Estimation of variance of population

136 Views Asked by At

I know how to use MLE method and method of moment to estimate the parameter(s) of a given distribution. For example, for the parameter $\theta$ of a population X $\sim$ $Ber(\theta)$, MLE of $\theta$ is $\hat{\theta} = \sum_i \frac{x_i}{n}$

However, it is just the estimation of parameters of the distribution. What if I want to estimate the variance of the distribution. What should I do? I know that it is possible to use the unbiased estimator of variance that we learnt in basic statistics course, but is there any universally accepted procedure for doing it after computing the MLE estimator?

For example, for the population X $\sim$ $Ber(\theta)$, $V(X) = \theta(1 - \theta)$. MLE of $\theta$ is $\hat{\theta} = \sum_i \frac{x_i}{n}$. I can replace $\theta$ by $\hat{\theta}$ to estimate the variance, and the estimator will surely be biased. I want to know if I can do the same thing for other situations just by replacing the parameters with MLE of the parameters?

Thanks a lot!!!!

2

There are 2 best solutions below

0
On

The answer to you question is yes. This is referred to as the invariance property of MLEs.

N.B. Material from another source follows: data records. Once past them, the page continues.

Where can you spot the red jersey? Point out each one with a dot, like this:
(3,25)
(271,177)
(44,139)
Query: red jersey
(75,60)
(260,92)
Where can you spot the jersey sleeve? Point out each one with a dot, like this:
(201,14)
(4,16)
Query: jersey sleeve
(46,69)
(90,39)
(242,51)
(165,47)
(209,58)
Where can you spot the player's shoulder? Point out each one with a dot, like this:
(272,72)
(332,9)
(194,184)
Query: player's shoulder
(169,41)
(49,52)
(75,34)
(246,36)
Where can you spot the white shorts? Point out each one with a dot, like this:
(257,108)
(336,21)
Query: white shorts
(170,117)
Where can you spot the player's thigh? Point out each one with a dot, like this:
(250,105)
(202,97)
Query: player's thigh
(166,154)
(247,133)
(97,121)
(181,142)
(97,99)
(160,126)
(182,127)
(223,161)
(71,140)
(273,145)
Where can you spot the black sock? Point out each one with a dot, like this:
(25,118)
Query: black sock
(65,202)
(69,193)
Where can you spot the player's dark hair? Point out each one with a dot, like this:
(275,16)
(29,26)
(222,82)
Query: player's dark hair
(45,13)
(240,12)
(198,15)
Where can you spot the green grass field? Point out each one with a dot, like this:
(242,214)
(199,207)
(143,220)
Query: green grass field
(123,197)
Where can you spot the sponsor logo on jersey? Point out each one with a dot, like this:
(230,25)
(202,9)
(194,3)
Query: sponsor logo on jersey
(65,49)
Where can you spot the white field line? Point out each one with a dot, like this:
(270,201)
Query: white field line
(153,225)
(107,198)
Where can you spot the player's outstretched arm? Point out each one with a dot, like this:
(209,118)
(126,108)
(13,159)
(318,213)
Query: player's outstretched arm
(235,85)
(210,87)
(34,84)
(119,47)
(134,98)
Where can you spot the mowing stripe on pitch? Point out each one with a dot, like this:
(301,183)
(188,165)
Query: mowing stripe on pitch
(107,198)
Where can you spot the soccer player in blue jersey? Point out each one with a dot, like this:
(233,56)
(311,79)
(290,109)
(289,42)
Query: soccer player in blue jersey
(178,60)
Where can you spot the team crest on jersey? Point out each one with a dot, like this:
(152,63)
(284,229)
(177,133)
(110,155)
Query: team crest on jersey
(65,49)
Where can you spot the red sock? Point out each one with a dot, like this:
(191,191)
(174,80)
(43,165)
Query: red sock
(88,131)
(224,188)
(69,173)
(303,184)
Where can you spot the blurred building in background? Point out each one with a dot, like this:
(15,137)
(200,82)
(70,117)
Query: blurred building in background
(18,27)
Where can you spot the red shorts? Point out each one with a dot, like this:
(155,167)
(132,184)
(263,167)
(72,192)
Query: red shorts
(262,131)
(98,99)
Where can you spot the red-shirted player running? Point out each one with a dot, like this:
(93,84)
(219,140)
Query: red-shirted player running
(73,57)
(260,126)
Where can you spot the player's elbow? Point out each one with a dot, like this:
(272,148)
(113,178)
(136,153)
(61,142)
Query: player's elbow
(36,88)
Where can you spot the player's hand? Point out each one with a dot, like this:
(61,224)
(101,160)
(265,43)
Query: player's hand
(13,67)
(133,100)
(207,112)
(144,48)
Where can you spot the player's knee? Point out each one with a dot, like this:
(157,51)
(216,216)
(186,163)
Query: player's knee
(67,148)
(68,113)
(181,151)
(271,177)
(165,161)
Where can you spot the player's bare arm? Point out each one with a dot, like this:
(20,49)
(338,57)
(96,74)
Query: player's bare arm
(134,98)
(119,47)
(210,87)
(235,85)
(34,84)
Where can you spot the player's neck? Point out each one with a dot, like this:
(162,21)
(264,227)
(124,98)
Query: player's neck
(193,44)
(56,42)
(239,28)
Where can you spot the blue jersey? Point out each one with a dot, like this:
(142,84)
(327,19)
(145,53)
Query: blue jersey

We have the following theorem taken from Casella & Berger's Statistical Inference (2nd edition,Theorem 7.2.10, pg.320).


Theorem 7.2.10. (Invariance property of MLEs)

If $\hat\theta$ is the MLE of $\theta$, then for any function $\tau(\theta)$, the MLE of $\tau(\theta)$ is $\tau(\hat\theta)$.


So in your example, if $\hat\theta$ is the MLE of the parameter $\theta$ from the Bernoulli distribution, then $\tau(\hat\theta)=\hat\theta(1-\hat\theta)$ is MLE of the variance $\tau(\theta)=\theta(1-\theta)$. In general, the MLE of a function like this will be biased.

0
On

First I would like to make some general remarks about maximum likelihood estimators to define the problem correctly.

If $\mathcal{P}$ is a population on $\mathcal{X}$ (family of probability distributions on $\mathcal{X}$) parametrized by a set $\Theta$ and such that each distributions in $\mathcal{P}$ has density $f(x|\theta)$, then the maximum likelihood estimator $\hat{\theta}$ of $\theta$ is define as $$\begin{align}\hat{\theta}(x):=\operatorname{arg.max}_{\theta\in\Theta}f(x|\theta),\qquad x\in\mathcal{X}\tag{0}\label{zero}\end{align}$$

Suppose $\tau:\Theta\rightarrow T$ is a nice function of the parameter $\theta$ that describes the population $\mathcal{X}$. Without loss of generality assume that $T=\tau(\Theta)$. For each $t\in T$ consider the constrained problem $$\begin{align}f^*(x|t):=\operatorname{arg.min}_{\substack{\theta\in\Theta\\\tau(\theta)=t}} f(x|\theta),\qquad x\in\mathcal{X}\tag{1}\label{one}\end{align} $$ The maximum likelihood estimator $\hat{\tau}$ of $\tau(\theta)$ is defined as \begin{align} \hat{\tau}(x):=\operatorname{arg.max}_{t\in T}f^*(x|t),\qquad x\in\mathcal{X}\tag{3}\label{three} \end{align}

  • When problems \eqref{zero}, and \eqref{three} are well defined and have solutions, it can be seen that $$\hat{\tau}(x)=\tau(\hat{\theta}(x))$$ That is the so called invariance property of the maximal likelihood estimator $\hat{\theta}$. This has to do to the fact that the supremum of a constrain supremum is the same as the unconstrained supremum.

That is why in may classic treatises of Statistics, the maximum likelihood estimator any function $\tau=\tau(\theta)$ of the parameter is directly defined as $\tau(\hat{\theta})$, where $\hat{\theta}$ is the maximal likelihood estimator of the parameter $\theta$.


For the particular problem in the OP, we know that the distribution of $n$-i.i.d. samples of the Bernoulli distribution with parameter $p$ is described by the parametric family $$f(x_1,\ldots,x_n|p)=p^{\sum^n_{j=1}x_j}(1-p)^{n-\sum^n_{j=1}x_j}\prod^n_{j=1}\mathbb{1}_{\{0,1\}}(x_j)$$ The maximum likelihood of this family is $$\hat{p}(\mathbf{x})=\frac1n\sum^n_{j=1}x_j$$

The variance of a Bernoulli r.v. with parameter $p$ is given by $\sigma^2(p):=p(1-p)$. Hence, from the discussion above, the maximum likelihood estimator $\hat{\sigma^2}$ is $$\hat{\sigma^2}(\mathbf{X})=\sigma^2(\hat{p}(\mathbf{X}))=\frac{1}{n}\sum^n_{j=1}X_j\,\Big(1-\frac{1}{n}\sum^n_{j=1}X_j\Big)$$